食事は精進食でした。お料理を作って下さる方が、修行が無事進むようにと色々考えてくださり、毎日手作りで心のこもった美味しいお料理を準備してくださいました。このお食事を残すことなくいただくこともまた、修行の一つなのです。ちなみに、食の良い私は、お箸の進まない方のお食事を嬉々としてお手伝い(?)させていただくこともしばしばでありました。
きちんと食べきちんと眠って新たな日への英気を養う・・・単純なことではありますが、その繰り返しです。そのパワーをもって、係ともなれば下駄で全力疾走することもしばしばです。なぜ全力疾走するのか?それは他の方よりも先にお堂などに到着してロウソクの火を灯したりお線香を準備したりするためです。それはひいては、人のために何ができるか、ということにつながってゆきます。目指すところはそこなのです。
「利他(りた)」という言葉があります。「他を利する」―他人のために働くという意味です。自分のためだけではなく他人の幸せのためにも働くこと、それが日本の仏教である大乗仏教の精神ですが、それを率先しておこなうのがお坊さんの役割です。そこが根幹なので、お経があげられるというのはそのうちの一つといえます。生き方そのものがお坊さん、ということなのです。
そう感じていただけるように、私たちは日々自分を磨いていかなければなりません。「信行道場」が終わってお坊さんになったから修行は終わり、なのではなく、一生涯修行なのです。

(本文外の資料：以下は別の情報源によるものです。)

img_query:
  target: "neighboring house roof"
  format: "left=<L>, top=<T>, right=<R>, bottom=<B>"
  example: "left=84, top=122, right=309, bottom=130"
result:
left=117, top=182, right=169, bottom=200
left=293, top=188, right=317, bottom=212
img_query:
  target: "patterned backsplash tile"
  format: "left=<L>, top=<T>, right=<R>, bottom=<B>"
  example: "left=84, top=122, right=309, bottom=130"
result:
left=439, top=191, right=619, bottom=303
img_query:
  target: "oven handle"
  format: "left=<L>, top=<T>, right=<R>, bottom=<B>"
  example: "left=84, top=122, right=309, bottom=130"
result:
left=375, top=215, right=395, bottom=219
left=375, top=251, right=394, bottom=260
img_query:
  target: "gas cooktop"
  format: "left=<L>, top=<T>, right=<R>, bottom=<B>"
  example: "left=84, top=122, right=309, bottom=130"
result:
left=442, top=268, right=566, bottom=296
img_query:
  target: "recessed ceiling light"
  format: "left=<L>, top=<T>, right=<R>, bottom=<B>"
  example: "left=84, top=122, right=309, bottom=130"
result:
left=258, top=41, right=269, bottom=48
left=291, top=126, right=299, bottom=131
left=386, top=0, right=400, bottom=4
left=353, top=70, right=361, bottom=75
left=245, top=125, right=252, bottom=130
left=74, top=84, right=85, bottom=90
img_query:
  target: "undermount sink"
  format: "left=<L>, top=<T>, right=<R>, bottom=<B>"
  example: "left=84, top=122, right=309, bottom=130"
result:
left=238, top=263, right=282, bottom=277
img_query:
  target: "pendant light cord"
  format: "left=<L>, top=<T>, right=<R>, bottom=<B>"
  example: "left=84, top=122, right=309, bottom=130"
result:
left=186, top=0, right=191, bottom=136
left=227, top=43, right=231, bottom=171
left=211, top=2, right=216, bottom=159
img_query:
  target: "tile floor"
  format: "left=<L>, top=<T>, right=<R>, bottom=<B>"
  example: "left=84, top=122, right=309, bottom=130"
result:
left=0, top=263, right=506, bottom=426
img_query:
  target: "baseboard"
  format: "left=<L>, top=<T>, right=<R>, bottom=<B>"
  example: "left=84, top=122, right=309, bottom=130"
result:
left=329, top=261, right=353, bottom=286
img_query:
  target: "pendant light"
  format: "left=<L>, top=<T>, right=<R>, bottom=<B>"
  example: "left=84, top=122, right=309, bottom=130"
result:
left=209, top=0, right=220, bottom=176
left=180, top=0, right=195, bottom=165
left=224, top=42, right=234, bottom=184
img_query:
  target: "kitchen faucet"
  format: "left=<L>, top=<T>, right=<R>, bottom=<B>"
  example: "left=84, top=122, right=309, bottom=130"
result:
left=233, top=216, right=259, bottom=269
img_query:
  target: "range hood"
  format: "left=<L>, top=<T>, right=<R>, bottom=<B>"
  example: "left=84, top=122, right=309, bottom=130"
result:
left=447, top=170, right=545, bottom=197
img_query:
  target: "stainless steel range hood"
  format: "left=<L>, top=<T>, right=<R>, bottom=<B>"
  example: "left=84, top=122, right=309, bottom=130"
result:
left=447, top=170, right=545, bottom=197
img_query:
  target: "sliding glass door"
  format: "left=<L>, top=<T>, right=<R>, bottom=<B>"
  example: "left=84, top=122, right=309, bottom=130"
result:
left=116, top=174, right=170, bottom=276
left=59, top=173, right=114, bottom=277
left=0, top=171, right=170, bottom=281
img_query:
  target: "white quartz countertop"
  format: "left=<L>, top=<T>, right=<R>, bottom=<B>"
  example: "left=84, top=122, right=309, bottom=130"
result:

今のこの引き締まった気持ちを忘れずにこの先も過ごしていきたいと思います。
ところで、僧侶になるにあたり僧名へ改名を行いました。僧名は音読みが用いられ、新たな名前は「慧香(えこう)」と申します。師僧に付けていただきました。「慧」の字には仏さまの智慧(叡智)や悟りという意味が、「香」には仏さまのおごそかさがそこはかとなく漂うさまという意味それぞれが込められております。気恥ずかしいような名前ですが、この先の人生をこの名前とともに過ごしていく所存です。
どうぞよろしくお願い申し上げます。
「お坊さんへの道」シリーズ、今回で終了いたします。